You might point out that, restrictions on floats aside, numbers this large are also technically forbidden by the Matrix canonical JSON specification. You’d be right, except that this wasn’t enforced for a number of years for room versions 1 to 5, so it is quite likely that there are events out there in the real world with these very large numbers in them, in rooms that are still active and have never been upgraded. This isn’t the only footgun either, there are many many more.
Furthermore, if we want to be able to send these events to other servers as normal so that these room versions continue to function across the federation, then we also cannot enforce these value restrictions at the top federation request level either when reusing the canonicalisation algorithm, as the entire JSON request body could potentially contain these old events. Those request bodies would also need to be canonicalised in their complete form so that they too can be cryptographically signed.
To return to the point about pulling JSON from the wire, the above problem effectively means that parsing JSON in the Matrix federation protocol often needs to be a multi-stage process, for two reasons:
/_matrix/federation/v1/send
call which contains events for multiple different room versions within the same transaction, with different restrictions on the values.All of this means that it is never safe to persist JSON blobs that can be repeated/retransmitted later (i.e. PDUs/events) in a round-tripped form. Ideally you’d store any JSON in the exact original format in which you pulled it off the wire.
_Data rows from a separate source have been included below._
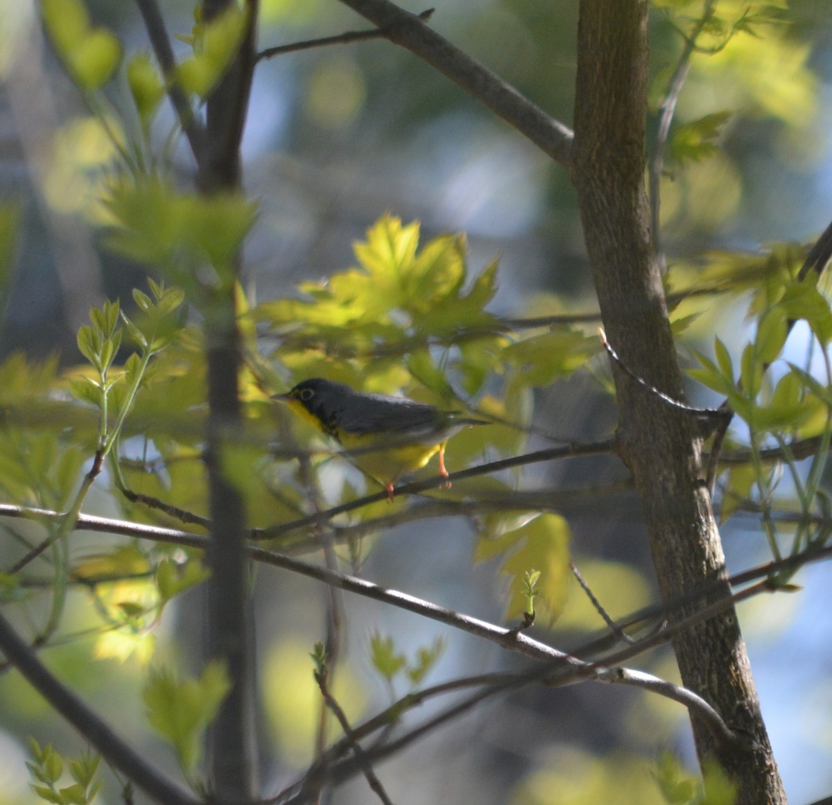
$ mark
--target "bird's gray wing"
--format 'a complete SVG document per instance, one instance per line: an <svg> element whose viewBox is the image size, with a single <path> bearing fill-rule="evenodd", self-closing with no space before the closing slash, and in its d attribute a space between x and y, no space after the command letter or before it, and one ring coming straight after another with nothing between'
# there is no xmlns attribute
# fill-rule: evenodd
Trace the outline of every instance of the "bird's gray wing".
<svg viewBox="0 0 832 805"><path fill-rule="evenodd" d="M364 396L364 400L349 400L344 406L340 424L349 433L430 431L442 419L432 405L384 394Z"/></svg>

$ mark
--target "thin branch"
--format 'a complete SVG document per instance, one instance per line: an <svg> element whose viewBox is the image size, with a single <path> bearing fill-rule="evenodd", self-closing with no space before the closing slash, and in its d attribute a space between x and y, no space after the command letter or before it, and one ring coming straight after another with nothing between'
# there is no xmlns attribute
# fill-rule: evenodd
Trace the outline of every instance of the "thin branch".
<svg viewBox="0 0 832 805"><path fill-rule="evenodd" d="M659 123L656 126L656 146L653 158L650 161L650 218L651 233L653 240L653 251L659 256L664 267L664 254L661 251L661 236L659 226L659 212L661 207L661 175L665 169L665 149L667 146L667 136L670 133L671 123L676 113L676 103L681 94L682 87L687 79L691 68L691 57L696 47L696 40L705 29L705 26L713 14L716 0L707 0L702 11L701 18L696 22L690 37L685 37L685 47L682 47L676 62L676 69L671 77L667 94L659 106Z"/></svg>
<svg viewBox="0 0 832 805"><path fill-rule="evenodd" d="M589 599L590 603L595 608L595 611L601 615L604 623L609 627L611 632L618 638L622 643L629 643L631 645L636 643L636 640L631 637L626 632L624 631L607 614L607 610L601 605L601 601L596 597L595 593L592 592L589 585L587 584L587 580L581 575L581 571L577 569L577 565L573 562L569 562L569 569L572 571L572 575L575 576L577 583L581 585L581 589L583 590L584 595Z"/></svg>
<svg viewBox="0 0 832 805"><path fill-rule="evenodd" d="M355 755L355 759L359 762L359 764L361 767L361 773L367 780L367 784L374 792L375 792L376 796L378 796L379 799L381 800L384 805L393 805L390 798L388 797L387 792L384 790L384 787L381 783L381 780L379 779L375 772L373 770L373 767L370 764L370 762L367 759L364 749L361 748L361 744L359 743L358 738L355 737L355 733L353 732L352 727L349 725L349 721L347 719L346 714L343 709L341 709L340 704L338 704L334 696L333 696L329 692L325 674L316 672L314 679L315 682L318 683L318 688L320 689L320 694L324 697L324 701L326 703L326 706L332 711L333 715L334 715L338 719L338 723L341 725L341 729L344 730L344 734L346 737L346 739L349 742L353 753Z"/></svg>
<svg viewBox="0 0 832 805"><path fill-rule="evenodd" d="M369 20L385 37L415 53L450 78L495 115L568 168L572 132L523 97L478 62L441 37L415 14L389 0L341 0Z"/></svg>
<svg viewBox="0 0 832 805"><path fill-rule="evenodd" d="M736 743L736 735L728 728L719 713L704 699L697 696L692 690L688 690L687 688L653 676L652 674L645 674L643 671L634 671L626 668L611 669L606 679L601 677L599 681L609 682L612 684L632 685L646 690L648 693L657 694L660 696L664 696L665 699L678 702L705 721L718 740L726 745Z"/></svg>
<svg viewBox="0 0 832 805"><path fill-rule="evenodd" d="M26 680L49 702L96 751L163 805L199 805L199 800L175 785L155 765L135 752L87 704L59 682L0 615L0 649Z"/></svg>
<svg viewBox="0 0 832 805"><path fill-rule="evenodd" d="M612 439L602 442L595 442L589 444L567 444L559 447L550 447L547 450L538 450L534 452L524 453L522 456L513 456L510 458L502 458L496 462L490 462L487 464L480 464L477 467L469 467L468 469L460 470L458 472L452 472L447 480L462 481L464 478L473 478L477 476L486 475L490 472L498 472L502 470L513 469L516 467L523 467L527 464L535 464L540 462L553 461L557 458L572 458L577 456L596 456L614 452L614 442ZM414 495L418 492L425 491L428 489L435 489L445 479L440 476L432 478L426 478L420 481L413 481L410 483L402 484L396 486L396 495ZM326 511L321 511L318 515L302 517L299 520L293 520L288 523L280 523L270 528L260 531L252 531L251 538L253 540L272 540L280 536L285 536L292 531L307 528L313 526L321 518L331 520L337 515L345 511L354 511L360 509L370 503L377 501L387 500L387 492L380 491L373 495L367 495L359 500L350 501L349 503L342 503L339 506L333 506Z"/></svg>
<svg viewBox="0 0 832 805"><path fill-rule="evenodd" d="M646 380L633 372L633 370L621 359L618 353L612 348L612 346L607 340L607 333L604 333L603 328L598 328L598 337L601 338L601 343L604 345L604 348L607 350L607 353L610 356L610 358L628 378L635 380L636 383L637 383L642 388L646 388L651 394L654 397L657 397L662 402L666 402L671 408L684 412L685 413L691 413L696 417L708 417L713 419L719 419L721 421L724 419L730 419L730 417L734 416L733 412L726 411L724 408L698 408L696 406L688 405L686 402L682 402L679 400L674 399L669 394L666 394L663 391L661 391L655 386L647 383Z"/></svg>
<svg viewBox="0 0 832 805"><path fill-rule="evenodd" d="M202 146L205 140L205 130L200 124L194 110L191 106L187 96L182 91L176 80L176 59L173 55L171 40L167 36L165 21L156 0L136 0L139 12L147 30L147 37L151 47L156 54L156 61L161 68L162 76L167 85L167 96L179 118L179 125L182 127L191 152L194 155L196 164L202 159Z"/></svg>
<svg viewBox="0 0 832 805"><path fill-rule="evenodd" d="M423 22L427 22L436 9L428 8L417 15ZM369 31L346 31L335 34L334 37L320 37L318 39L307 39L305 42L295 42L290 45L277 45L275 47L267 47L257 54L256 61L270 59L285 53L295 53L298 51L310 50L313 47L325 47L329 45L347 45L354 42L367 42L369 39L383 39L387 36L385 31L379 28L370 28Z"/></svg>

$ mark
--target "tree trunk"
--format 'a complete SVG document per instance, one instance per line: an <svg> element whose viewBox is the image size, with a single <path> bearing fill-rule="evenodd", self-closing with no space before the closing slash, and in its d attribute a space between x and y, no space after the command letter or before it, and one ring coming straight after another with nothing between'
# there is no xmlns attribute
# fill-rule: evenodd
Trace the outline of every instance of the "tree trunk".
<svg viewBox="0 0 832 805"><path fill-rule="evenodd" d="M647 0L582 0L572 180L607 338L636 375L681 400L644 185L647 12ZM696 422L618 368L615 379L618 452L641 495L662 596L724 579ZM703 603L692 602L678 616ZM673 646L685 685L739 736L735 745L717 745L694 718L700 762L716 760L737 786L737 803L785 803L733 608L681 635Z"/></svg>

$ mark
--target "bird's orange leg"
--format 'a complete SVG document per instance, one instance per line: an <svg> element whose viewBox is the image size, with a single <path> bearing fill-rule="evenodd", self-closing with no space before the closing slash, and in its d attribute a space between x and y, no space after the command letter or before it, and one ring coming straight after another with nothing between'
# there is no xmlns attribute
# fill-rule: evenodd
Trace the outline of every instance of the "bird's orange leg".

Go has a rather elegant solution for this in that a custom decoder implementation always receives the bytes from the wire exactly and that the special json.RawMessage
type can be used to defer the decoding of specific keys until later. Therefore the troublesome sections can be decoded and validated in later decoding passes and also allows the original JSON as it was presented on the wire to be accessed and stored exactly. Many other JSON libraries provide similar mechanisms.
Note that I also haven’t mentioned numeric ranges, decimal places or negative zeros in my proposed steps above, even though the current Matrix spec does. This is intentional, as this takes us back to separation of concerns. These are all things that have no bearing whatsoever on signature validation and therefore do not belong in the canonicalisation algorithm. In fact, any further post-processing or validation of the JSON should be done after the signature has been validated or rejected as, by that time, you would know whether to even trust the event or not. These “good value” vs “bad value” considerations belong elsewhere.
I have long advocated for Matrix to one day move to a binary encoding format for the federation protocol that has special signed and unsigned regions within a payload, such that canonicalisation acrobatics aren’t necessary at all. Instead, being able to straight-forwardly validate entire sections as they are. This would remove a whole class of bugs and undo a great deal of uncertainty around whether or not the JSON signing in Matrix is robust or not. However, there is no denying that this would involve a massive amount of work.
Instead, specifying and moving to a strict, reproducible and fit-for-purpose canonicalisation algorithm that is precise in its scope (that is, to only enable cryptographic signing and not to try to enforce value sanity) would go a long way towards solidifying the foundations of the protocol and strengthening its security and interoperability guarantees. It could even be done in a backwards-compatible way.